MENAKHEM-YOYSEF
VAYSBAND (b. August 9, 1840)
He was born in Ovruch, Volhynia,
Ukraine. He studied in religious
elementary school and synagogue study hall.
He later graduated from the teachers’ institute in Zhitomir and became a
teacher in a Russian state school in Kovel (Kovle) and other cities. From 1878 until coming to Warsaw in 1882, he
worked as a teacher and administrator of a Talmud-Torah in Simferopol, southern
Russia, and later was a Hebrew teacher in Warsaw. A great Talmudist and follower of the Jewish
Enlightenment, he nonetheless loved the Yiddish language, as we find in his “A
Word from the Author” to his story Yerubaal,
der vare izraelit (Yerubaal, the true Israelite) (Warsaw, 1882), 32 pp.

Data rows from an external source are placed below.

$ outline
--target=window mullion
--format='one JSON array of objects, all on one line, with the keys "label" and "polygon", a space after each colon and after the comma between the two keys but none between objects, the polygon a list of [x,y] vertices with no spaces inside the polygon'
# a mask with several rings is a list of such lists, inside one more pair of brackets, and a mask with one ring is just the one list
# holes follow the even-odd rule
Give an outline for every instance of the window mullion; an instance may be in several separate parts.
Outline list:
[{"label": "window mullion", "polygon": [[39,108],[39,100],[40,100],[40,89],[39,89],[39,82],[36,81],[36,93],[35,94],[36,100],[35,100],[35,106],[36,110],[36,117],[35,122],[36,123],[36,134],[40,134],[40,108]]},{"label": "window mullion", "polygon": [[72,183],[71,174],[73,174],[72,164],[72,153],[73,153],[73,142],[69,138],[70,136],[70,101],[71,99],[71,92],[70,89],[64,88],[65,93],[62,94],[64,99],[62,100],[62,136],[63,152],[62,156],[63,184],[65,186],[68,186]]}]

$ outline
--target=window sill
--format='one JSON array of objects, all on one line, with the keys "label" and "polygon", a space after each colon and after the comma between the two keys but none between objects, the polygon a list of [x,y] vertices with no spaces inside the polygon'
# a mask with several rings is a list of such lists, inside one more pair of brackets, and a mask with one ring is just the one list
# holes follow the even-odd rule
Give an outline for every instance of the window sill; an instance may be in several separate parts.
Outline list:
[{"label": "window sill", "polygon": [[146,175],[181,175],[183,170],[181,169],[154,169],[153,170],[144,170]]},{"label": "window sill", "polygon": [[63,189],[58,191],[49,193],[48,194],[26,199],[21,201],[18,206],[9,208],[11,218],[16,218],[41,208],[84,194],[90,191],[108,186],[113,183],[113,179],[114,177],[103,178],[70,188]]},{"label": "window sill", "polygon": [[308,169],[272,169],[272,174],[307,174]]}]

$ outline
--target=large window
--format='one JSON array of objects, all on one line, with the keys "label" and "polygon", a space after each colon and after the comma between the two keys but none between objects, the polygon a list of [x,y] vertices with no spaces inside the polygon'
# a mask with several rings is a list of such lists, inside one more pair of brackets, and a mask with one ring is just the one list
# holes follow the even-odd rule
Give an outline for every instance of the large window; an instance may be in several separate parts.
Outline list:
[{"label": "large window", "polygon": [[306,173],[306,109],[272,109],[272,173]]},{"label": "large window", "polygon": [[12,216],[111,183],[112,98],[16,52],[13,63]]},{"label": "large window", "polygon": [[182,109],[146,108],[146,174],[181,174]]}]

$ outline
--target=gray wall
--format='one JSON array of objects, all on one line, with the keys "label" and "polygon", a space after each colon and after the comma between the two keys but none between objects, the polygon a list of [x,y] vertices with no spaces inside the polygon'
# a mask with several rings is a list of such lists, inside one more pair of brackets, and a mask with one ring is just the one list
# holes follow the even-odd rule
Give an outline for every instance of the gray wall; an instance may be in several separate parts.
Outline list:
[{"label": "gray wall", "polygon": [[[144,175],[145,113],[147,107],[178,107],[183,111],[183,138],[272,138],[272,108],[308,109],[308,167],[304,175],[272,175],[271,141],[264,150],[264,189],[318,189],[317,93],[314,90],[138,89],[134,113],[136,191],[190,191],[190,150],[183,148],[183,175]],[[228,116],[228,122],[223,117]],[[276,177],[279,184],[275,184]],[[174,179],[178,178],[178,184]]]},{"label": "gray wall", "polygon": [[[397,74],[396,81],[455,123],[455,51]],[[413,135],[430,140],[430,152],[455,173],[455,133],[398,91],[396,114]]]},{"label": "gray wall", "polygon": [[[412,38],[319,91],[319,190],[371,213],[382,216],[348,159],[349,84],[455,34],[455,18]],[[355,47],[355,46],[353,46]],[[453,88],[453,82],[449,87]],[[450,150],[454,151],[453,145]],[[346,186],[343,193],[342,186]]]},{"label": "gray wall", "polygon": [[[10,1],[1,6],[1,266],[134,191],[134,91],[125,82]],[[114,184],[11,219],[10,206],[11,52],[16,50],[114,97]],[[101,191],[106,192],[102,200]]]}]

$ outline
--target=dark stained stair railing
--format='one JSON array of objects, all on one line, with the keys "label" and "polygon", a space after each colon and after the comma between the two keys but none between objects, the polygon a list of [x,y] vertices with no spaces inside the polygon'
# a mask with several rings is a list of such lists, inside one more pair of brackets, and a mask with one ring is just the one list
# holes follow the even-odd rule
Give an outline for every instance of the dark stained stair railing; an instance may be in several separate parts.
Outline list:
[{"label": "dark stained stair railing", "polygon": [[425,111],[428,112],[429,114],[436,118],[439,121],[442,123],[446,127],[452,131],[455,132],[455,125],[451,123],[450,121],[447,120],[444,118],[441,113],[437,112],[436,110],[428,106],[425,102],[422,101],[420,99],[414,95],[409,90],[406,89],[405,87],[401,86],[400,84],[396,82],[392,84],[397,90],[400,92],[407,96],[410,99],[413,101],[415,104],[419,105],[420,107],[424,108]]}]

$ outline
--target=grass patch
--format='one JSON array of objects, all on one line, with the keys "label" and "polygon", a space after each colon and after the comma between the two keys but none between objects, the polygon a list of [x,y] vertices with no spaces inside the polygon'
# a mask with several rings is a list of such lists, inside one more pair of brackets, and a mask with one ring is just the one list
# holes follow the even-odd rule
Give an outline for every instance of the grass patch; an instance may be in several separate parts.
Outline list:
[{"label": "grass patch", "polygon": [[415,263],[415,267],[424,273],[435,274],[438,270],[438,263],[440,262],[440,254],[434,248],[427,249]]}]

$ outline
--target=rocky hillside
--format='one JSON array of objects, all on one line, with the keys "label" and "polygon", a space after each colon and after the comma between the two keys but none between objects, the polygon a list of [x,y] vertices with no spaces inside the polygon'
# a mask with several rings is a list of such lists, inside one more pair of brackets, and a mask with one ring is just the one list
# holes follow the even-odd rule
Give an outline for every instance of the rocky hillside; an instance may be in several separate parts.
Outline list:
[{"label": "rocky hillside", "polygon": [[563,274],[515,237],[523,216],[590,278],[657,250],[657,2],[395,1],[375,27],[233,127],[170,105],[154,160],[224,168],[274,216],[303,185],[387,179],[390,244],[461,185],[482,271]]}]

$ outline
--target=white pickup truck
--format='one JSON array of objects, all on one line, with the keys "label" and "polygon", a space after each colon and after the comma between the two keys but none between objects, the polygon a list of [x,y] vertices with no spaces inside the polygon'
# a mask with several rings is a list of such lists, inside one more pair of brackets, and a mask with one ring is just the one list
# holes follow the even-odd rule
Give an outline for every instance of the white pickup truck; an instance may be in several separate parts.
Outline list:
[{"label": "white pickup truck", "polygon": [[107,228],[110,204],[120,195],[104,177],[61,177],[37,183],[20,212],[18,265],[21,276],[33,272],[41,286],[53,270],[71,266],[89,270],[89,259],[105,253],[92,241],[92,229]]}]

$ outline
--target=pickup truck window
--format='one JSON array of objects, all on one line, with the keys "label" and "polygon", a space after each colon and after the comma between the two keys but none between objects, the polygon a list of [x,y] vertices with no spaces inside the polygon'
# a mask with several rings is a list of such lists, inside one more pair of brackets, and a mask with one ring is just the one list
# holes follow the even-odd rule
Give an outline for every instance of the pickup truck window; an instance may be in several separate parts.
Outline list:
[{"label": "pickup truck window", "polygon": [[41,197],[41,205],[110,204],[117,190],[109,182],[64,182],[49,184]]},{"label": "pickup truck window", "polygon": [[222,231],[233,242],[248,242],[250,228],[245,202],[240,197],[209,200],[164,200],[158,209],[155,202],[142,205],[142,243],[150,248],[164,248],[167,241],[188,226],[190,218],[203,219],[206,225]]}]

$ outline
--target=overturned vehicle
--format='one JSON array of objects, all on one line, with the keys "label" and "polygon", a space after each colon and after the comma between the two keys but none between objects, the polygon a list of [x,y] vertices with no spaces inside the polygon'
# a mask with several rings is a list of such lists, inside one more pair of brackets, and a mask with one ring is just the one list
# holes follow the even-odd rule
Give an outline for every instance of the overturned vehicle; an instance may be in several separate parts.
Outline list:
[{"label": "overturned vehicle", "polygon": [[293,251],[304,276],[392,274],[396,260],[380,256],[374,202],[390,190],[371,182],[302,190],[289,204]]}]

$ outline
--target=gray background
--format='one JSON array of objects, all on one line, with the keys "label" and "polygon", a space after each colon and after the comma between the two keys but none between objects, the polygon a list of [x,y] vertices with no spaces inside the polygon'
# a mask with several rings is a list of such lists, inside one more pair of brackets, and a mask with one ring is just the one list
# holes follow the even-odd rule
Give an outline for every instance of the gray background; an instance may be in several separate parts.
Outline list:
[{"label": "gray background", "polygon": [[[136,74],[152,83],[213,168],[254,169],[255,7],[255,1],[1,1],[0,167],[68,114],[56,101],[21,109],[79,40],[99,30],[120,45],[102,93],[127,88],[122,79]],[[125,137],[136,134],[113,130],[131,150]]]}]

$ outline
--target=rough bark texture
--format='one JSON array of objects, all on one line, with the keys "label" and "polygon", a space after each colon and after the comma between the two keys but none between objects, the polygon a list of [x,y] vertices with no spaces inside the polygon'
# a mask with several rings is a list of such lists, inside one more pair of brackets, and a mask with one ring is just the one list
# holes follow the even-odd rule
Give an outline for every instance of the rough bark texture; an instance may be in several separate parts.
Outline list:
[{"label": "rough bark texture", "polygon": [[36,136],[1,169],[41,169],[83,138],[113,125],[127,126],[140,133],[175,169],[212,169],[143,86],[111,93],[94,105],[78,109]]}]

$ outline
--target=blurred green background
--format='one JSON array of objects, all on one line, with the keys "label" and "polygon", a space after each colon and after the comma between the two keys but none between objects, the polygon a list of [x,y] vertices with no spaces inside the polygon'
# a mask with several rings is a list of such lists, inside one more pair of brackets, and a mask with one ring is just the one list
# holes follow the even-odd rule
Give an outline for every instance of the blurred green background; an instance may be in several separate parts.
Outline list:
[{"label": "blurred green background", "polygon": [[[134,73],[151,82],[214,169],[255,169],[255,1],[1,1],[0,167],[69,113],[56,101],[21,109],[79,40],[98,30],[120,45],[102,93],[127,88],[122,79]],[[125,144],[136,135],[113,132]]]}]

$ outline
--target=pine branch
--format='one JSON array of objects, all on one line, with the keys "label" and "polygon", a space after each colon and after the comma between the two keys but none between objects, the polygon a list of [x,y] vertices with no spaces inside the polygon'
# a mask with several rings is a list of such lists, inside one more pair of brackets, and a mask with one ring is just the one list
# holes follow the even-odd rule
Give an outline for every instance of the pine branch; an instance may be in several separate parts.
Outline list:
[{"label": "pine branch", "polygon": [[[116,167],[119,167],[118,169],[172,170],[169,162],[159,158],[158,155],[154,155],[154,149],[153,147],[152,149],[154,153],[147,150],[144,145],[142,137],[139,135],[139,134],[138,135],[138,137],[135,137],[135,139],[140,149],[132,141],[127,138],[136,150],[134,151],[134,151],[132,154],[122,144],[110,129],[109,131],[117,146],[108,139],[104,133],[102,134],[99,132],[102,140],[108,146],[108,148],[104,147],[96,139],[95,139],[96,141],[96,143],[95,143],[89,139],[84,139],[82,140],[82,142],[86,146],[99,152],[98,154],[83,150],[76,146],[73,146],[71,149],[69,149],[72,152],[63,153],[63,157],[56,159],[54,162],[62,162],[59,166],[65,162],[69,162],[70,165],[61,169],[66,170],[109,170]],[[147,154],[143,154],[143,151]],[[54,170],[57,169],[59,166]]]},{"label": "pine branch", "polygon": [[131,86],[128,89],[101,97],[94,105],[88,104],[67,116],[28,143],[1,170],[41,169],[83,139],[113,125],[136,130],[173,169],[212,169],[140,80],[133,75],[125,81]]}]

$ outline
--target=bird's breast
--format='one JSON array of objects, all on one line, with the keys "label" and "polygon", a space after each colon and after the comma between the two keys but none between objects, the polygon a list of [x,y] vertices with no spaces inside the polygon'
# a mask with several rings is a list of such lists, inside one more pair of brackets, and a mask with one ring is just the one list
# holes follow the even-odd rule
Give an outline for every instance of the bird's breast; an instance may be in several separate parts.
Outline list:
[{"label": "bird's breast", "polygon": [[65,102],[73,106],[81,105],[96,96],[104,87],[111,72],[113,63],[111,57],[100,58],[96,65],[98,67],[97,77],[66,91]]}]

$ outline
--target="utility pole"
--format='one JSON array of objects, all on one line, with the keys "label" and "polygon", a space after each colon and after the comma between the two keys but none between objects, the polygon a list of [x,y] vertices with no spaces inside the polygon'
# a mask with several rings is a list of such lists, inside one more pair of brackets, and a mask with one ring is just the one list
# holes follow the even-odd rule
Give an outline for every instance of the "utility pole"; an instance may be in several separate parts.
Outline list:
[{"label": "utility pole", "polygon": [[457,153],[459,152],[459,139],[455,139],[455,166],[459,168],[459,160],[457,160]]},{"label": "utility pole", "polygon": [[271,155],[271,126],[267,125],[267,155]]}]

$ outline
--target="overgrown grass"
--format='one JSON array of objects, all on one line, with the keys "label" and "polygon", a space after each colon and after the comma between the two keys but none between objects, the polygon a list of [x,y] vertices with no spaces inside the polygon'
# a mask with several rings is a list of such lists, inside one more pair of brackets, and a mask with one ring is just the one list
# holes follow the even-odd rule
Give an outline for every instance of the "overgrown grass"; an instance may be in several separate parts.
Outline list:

(published in several editions, the second in 1887). In his preface, Vaysband complained:
The old-fashioned Jews, the Talmudists
Were becoming like Yerubaal, and not desirable;
Zhargon [i.e., Yiddish] has no value whatsoever, no worth,
The holy tongue is sacred, a burning fire;….
Both classes, educated trendy,
Just like the ancient Orthodox;
Not allowing you across their threshold
Even when you cry and beg;….
Do you know with whom you are directing a campaign?
Who will open the doors for you?
The workers, the ordinary folk,
The cabinet-maker who works with the axe,
The furrier, the tailor,
The metalworker, the cobbler,
The drayman, the porter,….
Will they continue to work speedily for you….
Just like your own children?
Vaysband’s
booklet, built on this motif of Yerubaal from Jewish history, is intertwined
here with sentimental poetry. He was
also the author of other pamphlets which he published under the name M״y
B״y (Menakhem-Yoysef Ben
Yitskhak). In 1865 he received a silver
medal from the Russian government for saving two Christian children.
Source:
N. Sokolov, Sefer zikaron (Book of remembrance) (Warsaw, 1889), p. 39.